Flame Graphs provide SVGs by default. You should be able to zoom if your
broser supports it. The current version also supports "zooming" in to any
frame in the stack, resetting that frame as the base of the display. Also WRT
the base frames of 'node' et al its because Flame Graphs are a general use
tool for stack visualization, it might be 'main' for a c program or the
scheduler looking at a system.

> They're stacked, not grouped, and the color palette is quite narrow (color
> brewer might help here?).

Colors by default have no meaning and the palette is configurable. The current
lib can also assign colors by instruction count/ipc and width by call count,
if you have access to that.

> Sampling is only necessary if you've got -- really, truly, got -- big data
> (which Netflix probably does), but I don't think the author means 'sample'
> in a statistical sense.

It is sampling. Flame graphs re typically used with something like
perf/dtrace/oprofile which dumps stacks at a couple hundred to thousand hertz.
Actual call tracing is (typically) not feasible for large/prod stacks.

------
drderidder

      > our misuse of the Express.js API was the 
      > ultimate root cause of our performance issue
    

That's unfortunate. Restify is a nice framework too, but mistakes can be made
with any of them. Strongloop has a post comparing Express, Restify, hapi and
LoopBack for building REST API's for anyone interested.
[http://strongloop.com/strongblog/compare-express-restify-
hap...](http://strongloop.com/strongblog/compare-express-restify-hapi-
loopback/)

------
wpietri
From the article:

> What did we learn from this harrowing experience? First, we need to fully
> understand our dependencies before putting them into production.
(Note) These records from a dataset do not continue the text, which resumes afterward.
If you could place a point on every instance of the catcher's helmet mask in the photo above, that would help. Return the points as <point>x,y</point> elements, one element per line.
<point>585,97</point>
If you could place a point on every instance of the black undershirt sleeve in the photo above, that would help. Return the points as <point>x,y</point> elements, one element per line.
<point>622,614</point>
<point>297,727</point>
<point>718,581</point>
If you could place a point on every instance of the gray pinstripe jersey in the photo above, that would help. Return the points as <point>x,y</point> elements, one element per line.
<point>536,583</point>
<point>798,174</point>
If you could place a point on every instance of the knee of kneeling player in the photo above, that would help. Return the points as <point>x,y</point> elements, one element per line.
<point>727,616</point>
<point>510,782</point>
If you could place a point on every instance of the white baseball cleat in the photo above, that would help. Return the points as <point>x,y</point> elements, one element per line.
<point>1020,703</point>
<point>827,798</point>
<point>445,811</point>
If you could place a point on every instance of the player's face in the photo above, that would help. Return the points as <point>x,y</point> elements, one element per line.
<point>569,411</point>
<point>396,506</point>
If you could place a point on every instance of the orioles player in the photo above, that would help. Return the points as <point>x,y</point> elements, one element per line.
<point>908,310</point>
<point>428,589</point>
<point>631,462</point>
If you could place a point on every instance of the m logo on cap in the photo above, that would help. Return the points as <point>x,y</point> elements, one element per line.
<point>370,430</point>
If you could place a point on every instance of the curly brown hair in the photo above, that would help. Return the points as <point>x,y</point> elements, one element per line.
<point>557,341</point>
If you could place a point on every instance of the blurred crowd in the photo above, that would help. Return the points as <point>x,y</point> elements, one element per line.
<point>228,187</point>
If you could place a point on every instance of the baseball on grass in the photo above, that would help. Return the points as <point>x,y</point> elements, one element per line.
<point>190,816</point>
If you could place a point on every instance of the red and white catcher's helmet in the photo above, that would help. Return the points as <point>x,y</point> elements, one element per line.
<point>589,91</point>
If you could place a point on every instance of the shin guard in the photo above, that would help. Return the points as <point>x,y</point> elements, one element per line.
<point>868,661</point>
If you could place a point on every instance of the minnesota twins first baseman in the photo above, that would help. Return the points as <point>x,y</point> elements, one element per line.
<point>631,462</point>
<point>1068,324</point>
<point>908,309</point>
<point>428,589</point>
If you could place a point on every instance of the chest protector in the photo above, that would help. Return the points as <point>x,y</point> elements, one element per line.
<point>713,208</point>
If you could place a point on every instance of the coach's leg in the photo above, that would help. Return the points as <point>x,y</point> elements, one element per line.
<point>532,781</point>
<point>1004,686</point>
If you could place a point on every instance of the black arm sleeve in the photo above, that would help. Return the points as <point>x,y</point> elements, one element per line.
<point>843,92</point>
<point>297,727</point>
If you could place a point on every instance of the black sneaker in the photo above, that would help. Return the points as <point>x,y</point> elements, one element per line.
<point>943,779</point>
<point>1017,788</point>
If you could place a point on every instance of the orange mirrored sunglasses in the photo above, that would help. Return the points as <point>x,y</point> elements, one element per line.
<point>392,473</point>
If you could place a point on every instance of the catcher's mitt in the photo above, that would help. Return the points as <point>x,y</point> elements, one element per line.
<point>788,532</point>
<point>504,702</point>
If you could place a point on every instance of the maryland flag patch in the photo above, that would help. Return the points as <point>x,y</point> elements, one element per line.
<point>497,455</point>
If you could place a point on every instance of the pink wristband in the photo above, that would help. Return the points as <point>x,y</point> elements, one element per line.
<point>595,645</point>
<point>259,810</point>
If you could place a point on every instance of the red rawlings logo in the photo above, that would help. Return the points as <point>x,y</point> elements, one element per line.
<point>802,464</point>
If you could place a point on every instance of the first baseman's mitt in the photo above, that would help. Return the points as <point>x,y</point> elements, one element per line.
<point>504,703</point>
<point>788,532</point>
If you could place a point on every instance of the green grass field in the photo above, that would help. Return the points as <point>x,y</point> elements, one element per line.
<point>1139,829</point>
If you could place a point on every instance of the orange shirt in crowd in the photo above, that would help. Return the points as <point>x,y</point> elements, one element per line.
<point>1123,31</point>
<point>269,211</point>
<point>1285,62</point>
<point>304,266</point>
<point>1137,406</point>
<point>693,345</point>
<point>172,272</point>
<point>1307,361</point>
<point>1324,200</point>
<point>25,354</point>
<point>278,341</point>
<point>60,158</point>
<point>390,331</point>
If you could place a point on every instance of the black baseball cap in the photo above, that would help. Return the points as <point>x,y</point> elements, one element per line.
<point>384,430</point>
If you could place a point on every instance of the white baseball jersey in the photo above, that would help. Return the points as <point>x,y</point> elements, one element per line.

Is that the lesson to learn? That scares me, because a) it's impossible, and
b) it lengthens the feedback loop, decreasing systemic ability to learn.

The lesson I'd learn from that would be something like "Roll new code out
gradually and heavily monitor changes in the performance envelope."

Basically, I think the approach of trying to reduce mean time between failure
is self-limiting, because failure is how you learn. I think the right way
forward for software is to focus on reducing incident impact and mean time to
recovery.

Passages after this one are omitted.